Im zweiten Teil der Bestandsaufnahme zum Thema DSD geht es um Definitionen des Begriffs „nativ“, die Ted Brady in seinem „Corner“ auf www.NativeDSD.com erstmals vorstellte. Der Kollege Dr. David W. Robinson hat mich beim letzten unserer regelmäßigen Skype-Gespräche freundlicherweise auf die Übernahme des Artikel in Positive Feedback aufmerksam gemacht. Vielen Dank dafür
Auf NativeDSD.com dreht sich, wie der Name vermuten lässt, alles um DSD: Hier stehen momentan 445 Alben in DSD zum kostenpflichtigen Download bereit. Außerdem präsentieren Ted Brady und Brian Moura in der unter dem Menü-Punkt „Hardware“ versteckten Rubrik „T&B's Corner“ die neusten und spannendsten News und berichten über bahnbrechende und machmal auch lustige Entwicklungen in Sachen DSD. Hier finden Sie auch eine Tabelle, in der detailliert aufgelistet wird, welche DSD-Formate welcher Wandler verarbeiten kann. Aktuell sind hier 290(!) Geräte gelisted. Initiiert wurde NativeDSD.com von Jared Sacks, dem Chef von Channel Classic Record. Der Name des Herrn oder des Labels kommt Ihnen bekannt vor? Kein Wunder, vor Jahren haben wir Ihnen hin und wieder Produktionen der Firma inklusive Downloads in Hifistatement vorgestellt. Vielleicht lässt sich die Kooperation ja wiederbeleben. Doch nun zu Ted Bradys Artikel, der „nativ“ im Zusammenhang mit DSD definiert und damit einen wertvollen Beitrag zu einer allgemein gültigen Sprachreglung leistet – auch wenn ich persönlich für die Produktion von „nativen“ DSD-Dateien hier und da noch strengere Maßstäbe anlege – und kenntnisreich die Vorgänge in einigen Wandler-Chips beschreibt und damit den Artikel DSD: eine Bestandsaufnahme perfekt ergänzt. Dank an ihn und Jared Sacks für die Erlaubnis zur Übersetzung.
Dirk Sommer
Im Corner des letzten Monats habe ich erwähnt, dass ich einige der Wandler, die ich bei der CES sah – aber nicht hörte, oder wenn, in seltsamen Räumen –, zusammenfassend vorstellen würde. Nun … ich schätze, ich sollte mich wieder in die Ecke stellen und darüber nachdenken, was ich getan habe. Denn ich finde eine Auflistung der neuesten Wandler und ihrer Daten, äh, höllisch langweilig.

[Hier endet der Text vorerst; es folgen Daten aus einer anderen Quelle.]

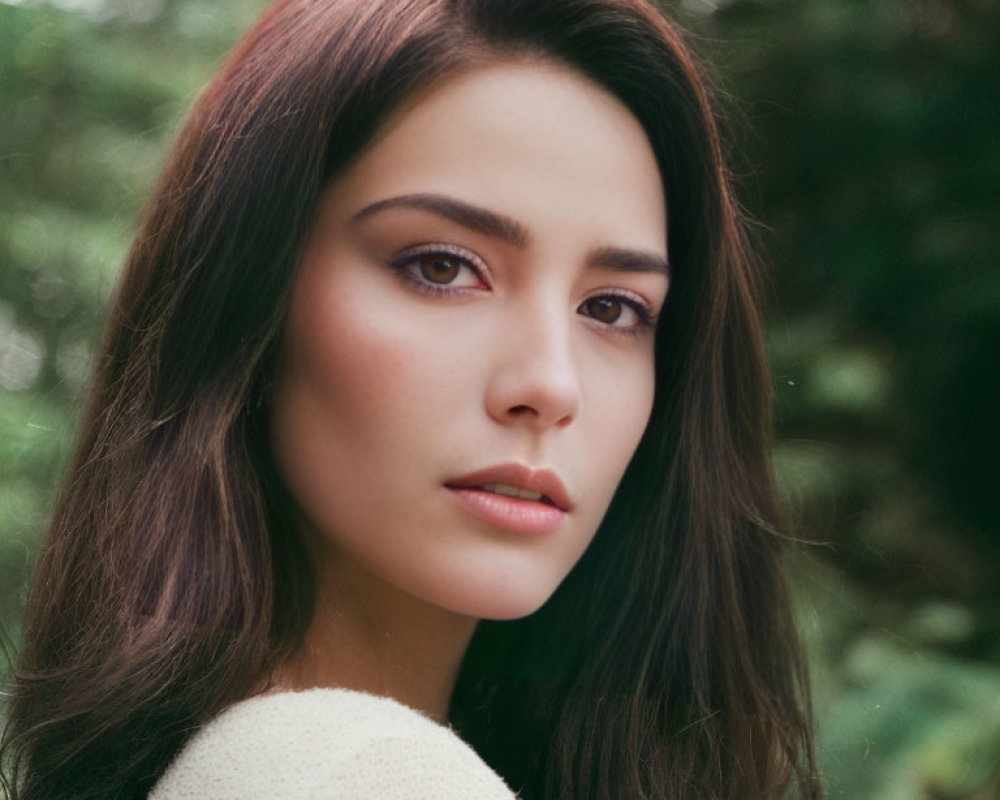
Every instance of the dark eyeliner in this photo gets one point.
(400, 262)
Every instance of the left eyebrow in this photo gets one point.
(498, 226)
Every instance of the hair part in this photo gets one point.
(172, 579)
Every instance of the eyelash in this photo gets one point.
(647, 319)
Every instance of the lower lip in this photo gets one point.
(510, 513)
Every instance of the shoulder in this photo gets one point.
(327, 744)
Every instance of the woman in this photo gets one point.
(392, 340)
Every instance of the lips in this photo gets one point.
(517, 482)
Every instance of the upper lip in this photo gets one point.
(539, 480)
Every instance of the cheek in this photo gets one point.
(616, 418)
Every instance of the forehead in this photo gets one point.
(534, 139)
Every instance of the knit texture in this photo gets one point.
(327, 744)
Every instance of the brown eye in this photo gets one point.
(604, 309)
(439, 269)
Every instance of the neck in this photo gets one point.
(370, 636)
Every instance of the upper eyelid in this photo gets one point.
(434, 247)
(480, 266)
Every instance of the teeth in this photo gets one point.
(513, 491)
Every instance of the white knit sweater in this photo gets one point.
(327, 744)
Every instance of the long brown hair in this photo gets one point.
(172, 580)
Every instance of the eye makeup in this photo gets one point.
(437, 269)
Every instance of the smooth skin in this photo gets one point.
(426, 341)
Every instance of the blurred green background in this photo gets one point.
(866, 141)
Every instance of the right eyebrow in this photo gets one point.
(506, 229)
(494, 225)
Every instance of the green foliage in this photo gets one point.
(867, 141)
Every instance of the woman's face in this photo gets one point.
(474, 316)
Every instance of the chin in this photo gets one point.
(508, 604)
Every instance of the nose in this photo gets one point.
(535, 381)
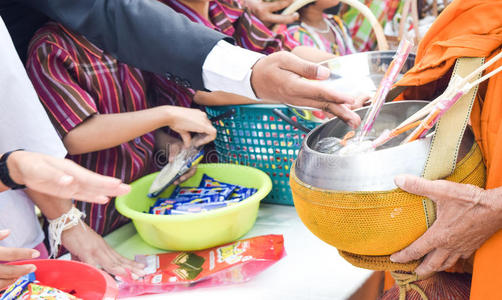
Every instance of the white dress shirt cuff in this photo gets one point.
(228, 68)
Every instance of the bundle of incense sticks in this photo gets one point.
(427, 117)
(388, 80)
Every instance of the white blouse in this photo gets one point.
(23, 124)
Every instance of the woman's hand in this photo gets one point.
(87, 246)
(467, 216)
(282, 76)
(187, 120)
(168, 147)
(62, 178)
(9, 274)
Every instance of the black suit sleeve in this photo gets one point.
(143, 33)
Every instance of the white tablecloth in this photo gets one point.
(312, 270)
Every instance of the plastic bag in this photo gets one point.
(228, 264)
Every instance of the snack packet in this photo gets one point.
(197, 208)
(223, 192)
(208, 181)
(241, 193)
(231, 263)
(40, 292)
(26, 288)
(16, 289)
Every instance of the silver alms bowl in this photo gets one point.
(374, 171)
(361, 73)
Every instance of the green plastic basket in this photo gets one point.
(256, 137)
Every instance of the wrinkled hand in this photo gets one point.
(9, 274)
(281, 76)
(62, 178)
(87, 246)
(266, 11)
(466, 217)
(186, 120)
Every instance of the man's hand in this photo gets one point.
(281, 76)
(87, 246)
(265, 11)
(467, 216)
(9, 274)
(62, 178)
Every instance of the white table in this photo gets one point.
(312, 270)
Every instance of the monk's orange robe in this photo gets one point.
(469, 28)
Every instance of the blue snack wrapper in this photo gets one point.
(222, 192)
(160, 210)
(18, 287)
(241, 193)
(197, 208)
(208, 182)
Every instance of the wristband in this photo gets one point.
(4, 172)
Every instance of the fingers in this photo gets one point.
(439, 189)
(9, 272)
(187, 175)
(4, 233)
(86, 185)
(186, 137)
(417, 249)
(14, 254)
(339, 110)
(450, 262)
(281, 19)
(303, 68)
(318, 94)
(432, 263)
(5, 283)
(276, 5)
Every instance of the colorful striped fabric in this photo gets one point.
(76, 80)
(360, 28)
(230, 18)
(307, 37)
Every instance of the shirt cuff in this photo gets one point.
(228, 68)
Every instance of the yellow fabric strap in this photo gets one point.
(405, 283)
(450, 129)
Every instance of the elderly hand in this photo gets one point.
(62, 178)
(282, 76)
(9, 274)
(265, 11)
(89, 247)
(466, 217)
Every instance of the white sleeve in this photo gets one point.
(24, 122)
(228, 68)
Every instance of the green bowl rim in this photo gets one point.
(257, 197)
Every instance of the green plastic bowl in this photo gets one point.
(201, 230)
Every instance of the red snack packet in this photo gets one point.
(231, 263)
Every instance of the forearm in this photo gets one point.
(106, 131)
(312, 54)
(146, 34)
(50, 206)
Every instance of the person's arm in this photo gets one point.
(151, 36)
(82, 242)
(116, 129)
(146, 34)
(62, 178)
(9, 274)
(312, 54)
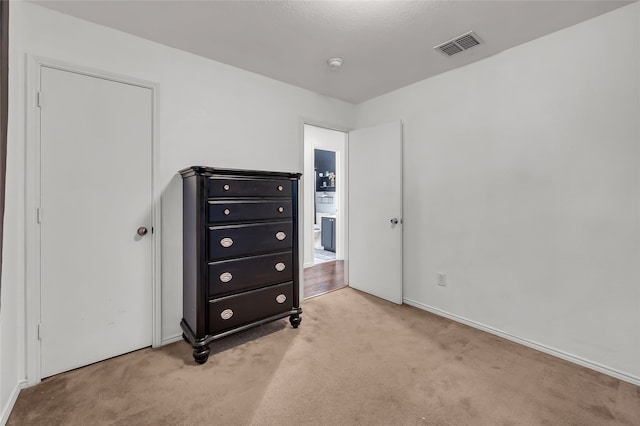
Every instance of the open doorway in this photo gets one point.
(324, 219)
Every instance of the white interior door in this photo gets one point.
(375, 210)
(96, 191)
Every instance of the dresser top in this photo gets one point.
(213, 171)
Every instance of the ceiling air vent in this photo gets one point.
(459, 44)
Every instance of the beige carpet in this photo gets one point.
(355, 360)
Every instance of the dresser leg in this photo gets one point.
(295, 320)
(201, 354)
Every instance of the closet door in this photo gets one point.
(96, 197)
(375, 210)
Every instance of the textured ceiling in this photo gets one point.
(385, 44)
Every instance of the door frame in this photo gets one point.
(32, 202)
(304, 196)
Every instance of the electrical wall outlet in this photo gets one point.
(442, 279)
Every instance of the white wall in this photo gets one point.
(12, 303)
(522, 185)
(208, 114)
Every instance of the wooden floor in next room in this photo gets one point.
(323, 278)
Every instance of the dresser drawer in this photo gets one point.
(228, 312)
(237, 240)
(235, 275)
(228, 187)
(235, 211)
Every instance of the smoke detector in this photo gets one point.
(334, 63)
(459, 44)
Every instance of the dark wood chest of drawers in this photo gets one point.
(240, 252)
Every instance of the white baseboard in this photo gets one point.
(171, 339)
(6, 410)
(635, 380)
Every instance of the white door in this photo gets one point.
(375, 210)
(95, 189)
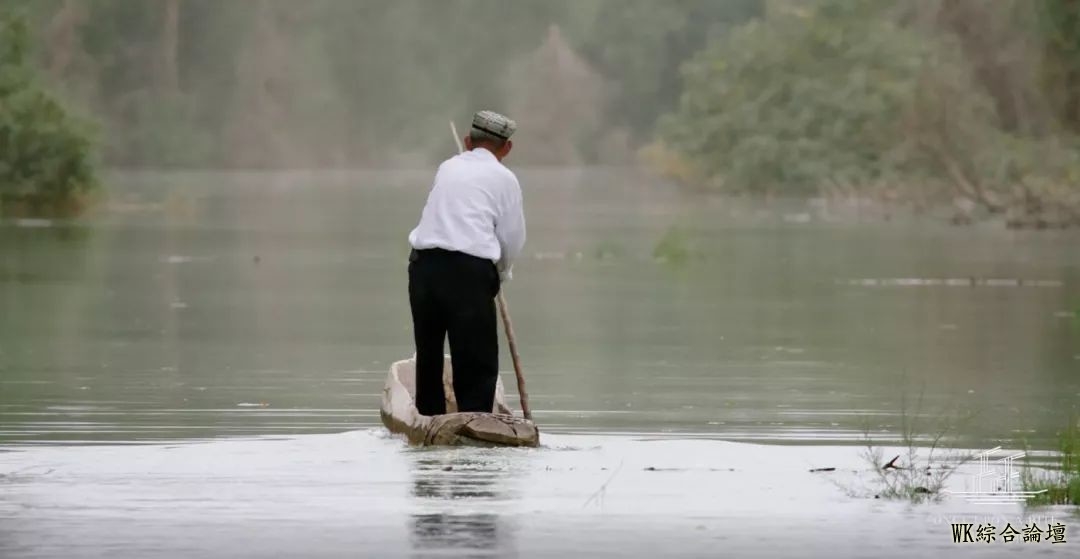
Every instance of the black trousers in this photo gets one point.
(454, 294)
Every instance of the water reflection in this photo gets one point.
(458, 496)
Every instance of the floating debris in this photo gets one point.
(34, 223)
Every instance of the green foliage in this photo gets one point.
(639, 44)
(673, 247)
(45, 155)
(1063, 485)
(809, 97)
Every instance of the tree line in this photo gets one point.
(967, 103)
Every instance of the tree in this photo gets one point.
(45, 155)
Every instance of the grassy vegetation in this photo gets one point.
(1062, 482)
(921, 471)
(46, 164)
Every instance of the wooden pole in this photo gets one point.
(507, 324)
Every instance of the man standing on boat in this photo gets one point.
(471, 230)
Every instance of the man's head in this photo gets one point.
(491, 131)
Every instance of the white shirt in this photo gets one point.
(474, 207)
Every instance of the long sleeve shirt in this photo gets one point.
(474, 207)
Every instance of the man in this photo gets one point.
(471, 230)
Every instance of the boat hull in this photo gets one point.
(498, 428)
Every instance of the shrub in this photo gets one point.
(46, 163)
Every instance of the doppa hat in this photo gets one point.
(495, 124)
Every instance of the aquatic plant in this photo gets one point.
(1061, 482)
(921, 472)
(673, 247)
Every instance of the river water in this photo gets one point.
(194, 370)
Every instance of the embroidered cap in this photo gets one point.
(495, 124)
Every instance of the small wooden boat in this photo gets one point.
(497, 428)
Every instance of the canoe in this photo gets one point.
(497, 428)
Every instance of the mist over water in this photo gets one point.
(203, 304)
(763, 234)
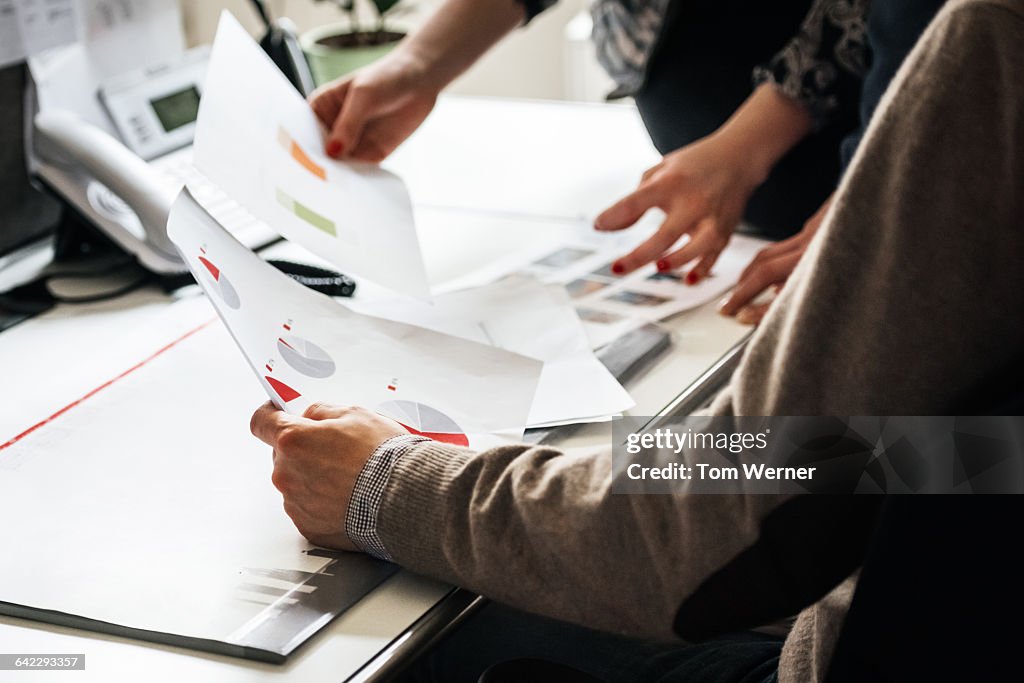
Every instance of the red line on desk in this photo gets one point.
(102, 386)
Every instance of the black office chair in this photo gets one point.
(535, 671)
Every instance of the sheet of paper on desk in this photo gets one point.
(258, 140)
(610, 305)
(117, 37)
(29, 27)
(520, 314)
(148, 507)
(304, 347)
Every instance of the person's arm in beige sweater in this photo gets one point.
(908, 302)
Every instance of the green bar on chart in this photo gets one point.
(305, 213)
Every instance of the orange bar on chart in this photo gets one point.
(292, 147)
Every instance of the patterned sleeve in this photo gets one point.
(822, 66)
(535, 7)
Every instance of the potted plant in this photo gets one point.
(337, 49)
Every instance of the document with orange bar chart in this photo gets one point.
(258, 140)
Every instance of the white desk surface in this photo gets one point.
(456, 237)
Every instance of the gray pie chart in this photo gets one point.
(305, 357)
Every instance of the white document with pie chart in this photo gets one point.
(306, 348)
(257, 139)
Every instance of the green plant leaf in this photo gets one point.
(384, 6)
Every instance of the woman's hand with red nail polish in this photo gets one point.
(370, 113)
(704, 187)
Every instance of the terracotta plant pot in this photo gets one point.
(333, 50)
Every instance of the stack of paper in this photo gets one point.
(476, 364)
(520, 314)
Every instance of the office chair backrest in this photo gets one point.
(25, 212)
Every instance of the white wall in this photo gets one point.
(528, 63)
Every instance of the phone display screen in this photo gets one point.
(177, 109)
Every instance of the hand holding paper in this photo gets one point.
(259, 141)
(306, 348)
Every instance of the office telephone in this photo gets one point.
(121, 166)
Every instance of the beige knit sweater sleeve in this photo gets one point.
(907, 302)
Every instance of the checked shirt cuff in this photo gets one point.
(360, 520)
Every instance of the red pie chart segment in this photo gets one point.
(286, 392)
(220, 284)
(423, 420)
(214, 270)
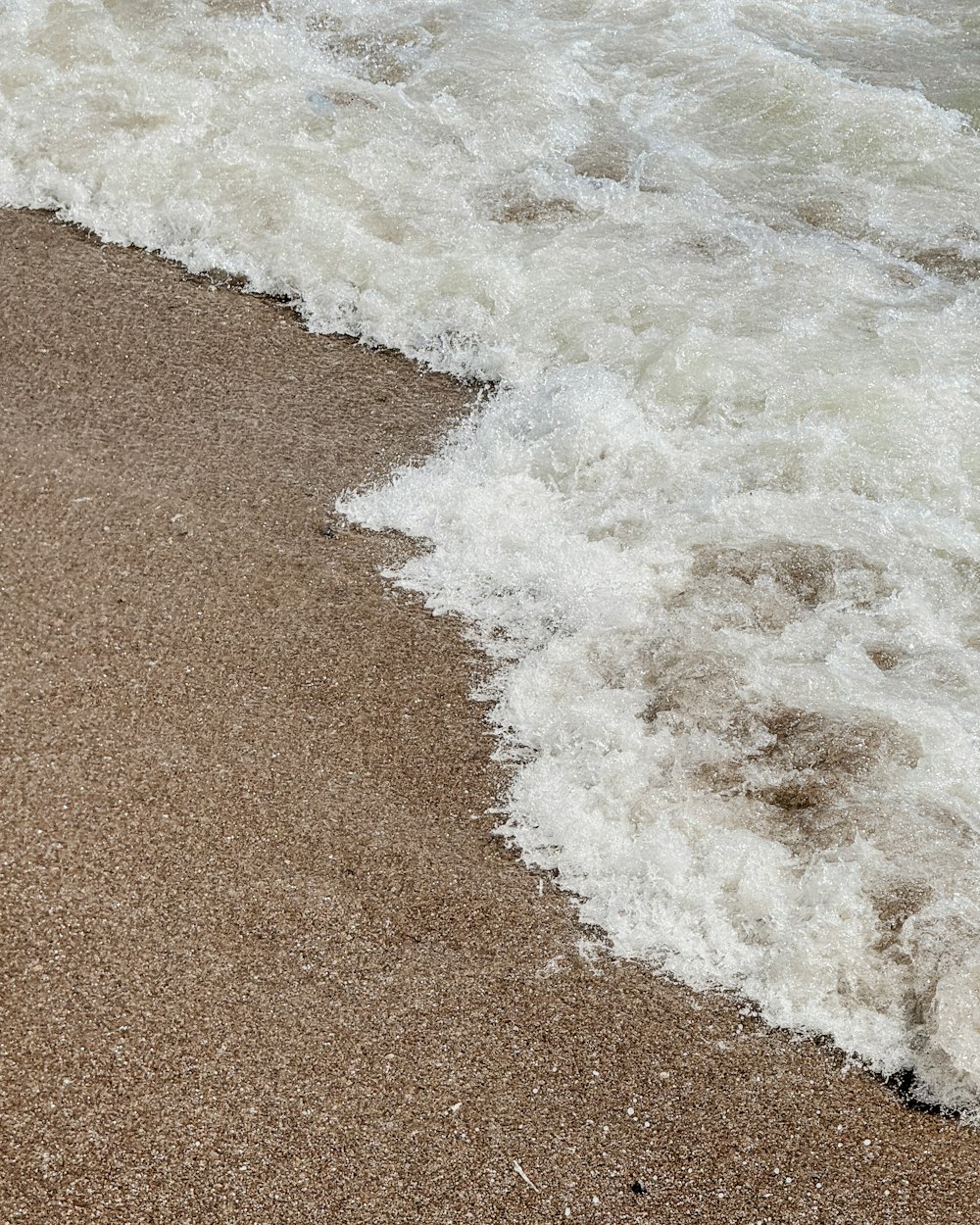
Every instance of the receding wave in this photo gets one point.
(716, 522)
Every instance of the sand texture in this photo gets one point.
(264, 959)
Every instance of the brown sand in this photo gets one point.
(261, 961)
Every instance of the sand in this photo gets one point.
(264, 958)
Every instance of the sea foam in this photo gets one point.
(716, 519)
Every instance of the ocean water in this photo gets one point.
(718, 519)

Chips, Gate Arrays und Widerstandsleiter-Technologie
Jeder dieser neuen DSD-fähigen Wandler ist bereits verfügbar oder wird es in Kürze sein und hat seine eigene Website. Einige von ihnen verwenden Sabre-Chips, andere Burr Brown DSD 1793 Chips, einige FPGAs (field programmable gate arrays), einige die R2R-Ladder-Technologie und einige kommen ganz ohne digitale Chips aus: Sie nehmen einfach das DSD-Signal und benutzen eine aggressive analoge Filterung und Transformatoren, um Gleichstrom zu blocken, und filtern dann störende Geräusche aus, die entstehen, wenn man versucht, DSD ins Analoge zu konvertierten (alias Noise Shaping).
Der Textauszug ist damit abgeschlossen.